PEAU À PEAU

Les papas kangourous à la rescousse

Depuis quelques années, la « méthode kangourou » intéresse de plus en plus les obstétriciens nord-américains. Il s’agit de mettre le nouveau-né, particulièrement s’il est né par césarienne ou prématurément, peau contre peau avec sa mère le plus rapidement possible après la naissance. De récentes études tentent de voir si les bénéfices sont aussi là quand bébé est posé sur la poitrine velue de son papa.

« Je me suis intéressée à la question parce qu’il y a de plus en plus de césariennes partout dans le monde », explique Shefaly Shorey, une infirmière qui enseigne à l’Université nationale de Singapour et qui vient de publier une méta-analyse sur le sujet dans la revue Midwifery. « Les bébés sont alors souvent séparés de leur mère. Dans ma pratique, j’ai constaté que les bébés pleuraient dans leur incubateur. Je me suis dit qu’ils devaient se sentir bien seuls. »

30 %

Proportion de femmes qui accouchent de leur premier bébé par césarienne au Québec

Sources : ISQ

L’étincelle est venue de Suède. « J’ai discuté avec un professeur suédois qui avait été invité à notre université et j’ai été surprise de constater que chez lui, il y a un système bien établi permettant aux deux parents de prendre leur bébé peau contre peau peu après la naissance, en toute circonstance. Si nécessaire, il y a des chambres spécialement réservées à cette fonction. »

Quand Mme Shorey a fait une revue de littérature, elle a trouvé beaucoup d’études sur les effets pour les mères et leur bébé, mais peu sur les pères.

« Mais les quelques résultats semblent montrer que comme pour la mère, le contact précoce peau contre peau renforce le sentiment d’attachement du père et aussi celui du bébé. Ça peut avoir des effets à long terme sur le bien-être du bébé et de sa famille. »
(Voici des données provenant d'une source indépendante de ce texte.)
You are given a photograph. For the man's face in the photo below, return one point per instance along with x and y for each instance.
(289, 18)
— Shefaly Shorey, auteure de la méta-analyse

Des études ont notamment montré que le contact avec la peau du bébé calme mères et pères, ce qui pourrait amplifier le sentiment de calme du bébé à son tour.

Quand le bébé est déposé peau contre peau sur sa mère peu après la naissance, il y a aussi des effets sur sa capacité à contrôler sa douleur et sa température, entre autres bénéfices biophysiologiques. Une revue de littérature publiée par Cochrane en 2012 montrait que l’allaitement est plus fréquent de 27 % quand un bébé est mis en contact avec la peau de sa mère tout de suite après l’accouchement. Évidemment, pour les pères, il ne peut y avoir d’effet sur l’allaitement, nuance Mme Shorey.
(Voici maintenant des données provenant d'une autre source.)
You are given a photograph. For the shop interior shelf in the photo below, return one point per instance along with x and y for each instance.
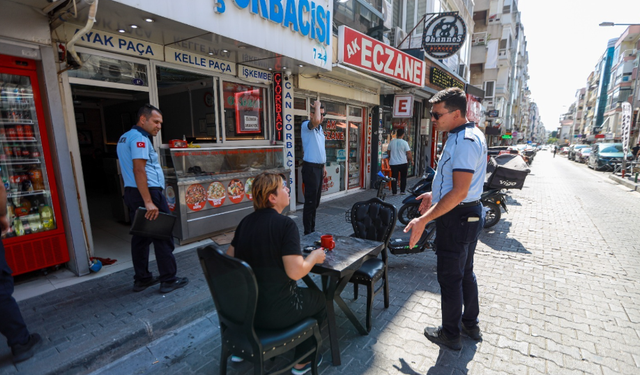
(12, 140)
(16, 122)
(25, 193)
(14, 161)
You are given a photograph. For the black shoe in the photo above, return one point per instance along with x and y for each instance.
(472, 332)
(170, 286)
(436, 336)
(22, 352)
(139, 286)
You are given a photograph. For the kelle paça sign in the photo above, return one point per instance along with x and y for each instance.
(443, 35)
(364, 52)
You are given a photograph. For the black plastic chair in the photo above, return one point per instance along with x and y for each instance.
(234, 290)
(373, 220)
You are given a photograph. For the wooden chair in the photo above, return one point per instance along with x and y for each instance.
(373, 220)
(234, 290)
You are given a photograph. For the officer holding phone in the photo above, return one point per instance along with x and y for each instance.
(456, 192)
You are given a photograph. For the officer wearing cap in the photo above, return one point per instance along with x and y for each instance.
(313, 163)
(144, 182)
(455, 196)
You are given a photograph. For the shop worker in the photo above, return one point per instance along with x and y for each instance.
(313, 163)
(144, 181)
(22, 343)
(457, 187)
(269, 242)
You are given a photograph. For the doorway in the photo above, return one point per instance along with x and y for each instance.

À l’hôpital Sainte-Justine, les bébés nés par césarienne sont mis en contact peau contre peau avec leur mère, ou avec leur père si leur mère est trop mal en point, indique le service des communications de l’hôpital pédiatrique montréalais.
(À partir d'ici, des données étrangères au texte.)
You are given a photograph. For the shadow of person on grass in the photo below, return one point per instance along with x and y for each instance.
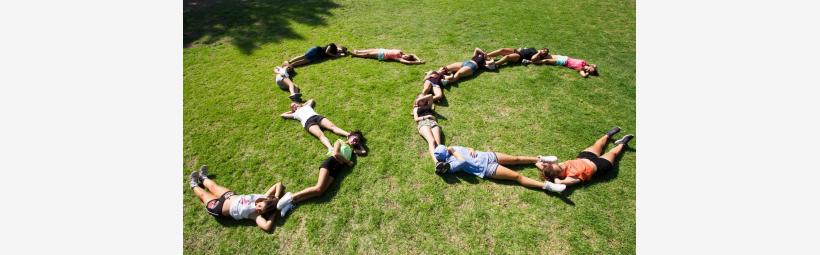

L’infirmière singapourienne veut maintenant faire une étude pour voir si les pères qui sont mis en contact peau contre peau après une césarienne, pendant que la mère est en salle de récupération, ont un effet aussi bénéfique sur les bébés. Il s’agit d’une nouvelle avenue de recherche pour Mme Shorey : auparavant, elle a travaillé sur la dépression postpartum, sur le sentiment parental d’être adéquat et sur l’utilisation des applications sur téléphone portable pour éduquer les patients sur leur propre santé.